The audio cuts to a distinct sound of two women talking loudly over each other with thick British accents. This quickly turns into one of them egging on the other to play (“Oh goh arrrrn!”) a tender piano cover of Labi Siffre’s 1972 hit, My Song. All the while, we watch a topless Ryan McGinley-looking subject shot from the waist up riding effortlessly through a nondescript Demazin-blue sky.
Blaring across the room from Lambe’s installation is British artist Mark Leckey’s Are you waiting (LED)(1997). It’s like a supersized GIF, playing a few seconds of a dude ecstatically dancing to music on loop. Are you waiting (LED) is one of five works from the NGV collection that Lambe curated as her chosen neighbours, the others being by Elwyn Dennis and Rennie Ellis. It is easy to connect these influential dots: she is the same generation as fellow Brit Leckey; shares a sense of mischief and cheek found in Ellis’s photographs, and the formal sensibilities of Dennis’s sculpture.

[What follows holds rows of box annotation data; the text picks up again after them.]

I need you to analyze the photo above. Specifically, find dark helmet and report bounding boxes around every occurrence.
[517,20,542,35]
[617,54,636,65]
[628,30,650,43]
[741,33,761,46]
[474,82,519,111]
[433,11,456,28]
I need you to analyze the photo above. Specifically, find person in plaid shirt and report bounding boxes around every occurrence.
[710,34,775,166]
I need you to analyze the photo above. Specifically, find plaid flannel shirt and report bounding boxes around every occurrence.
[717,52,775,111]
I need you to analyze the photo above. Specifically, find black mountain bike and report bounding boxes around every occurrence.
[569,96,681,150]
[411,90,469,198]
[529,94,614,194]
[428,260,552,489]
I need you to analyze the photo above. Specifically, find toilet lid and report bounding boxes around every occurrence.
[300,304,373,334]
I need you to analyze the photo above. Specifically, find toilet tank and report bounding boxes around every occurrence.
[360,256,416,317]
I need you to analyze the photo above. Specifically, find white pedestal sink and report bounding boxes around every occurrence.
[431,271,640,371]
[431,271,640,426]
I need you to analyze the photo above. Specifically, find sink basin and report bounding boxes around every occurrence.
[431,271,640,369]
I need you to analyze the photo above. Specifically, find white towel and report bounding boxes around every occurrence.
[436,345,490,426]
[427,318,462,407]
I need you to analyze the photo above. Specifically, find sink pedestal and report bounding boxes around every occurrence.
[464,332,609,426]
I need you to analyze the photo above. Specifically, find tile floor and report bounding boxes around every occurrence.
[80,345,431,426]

Like Lambe, Ruth Höflich’s newly commissioned work, Two Suns (2023), considers the NGV’s collection, but instead utilises the institution’s site specificity by filming in its back rooms and storage spaces. Several young artists (some of whom were taught by Höflich) appear, speaking and repeating phrases, performing gestures while moving in and around each other, as if acting out scenes from an unpublished play. Parts of the archive are shown briefly (at one point you may glimpse a rare artist book by Ed Ruscha) or are obscured by the very thing that protects them. While it’s challenging at best to hear the audio, the work ultimately feels completely analogous to the conditions of the exhibition itself: torn in half by the competing sensory assaults assembled by the attention economy.
Chelsea Hopper is a curator, writer and contributing editor at Memo. In 2022, she ran 99%, a gallery housed in the Nicholas Building.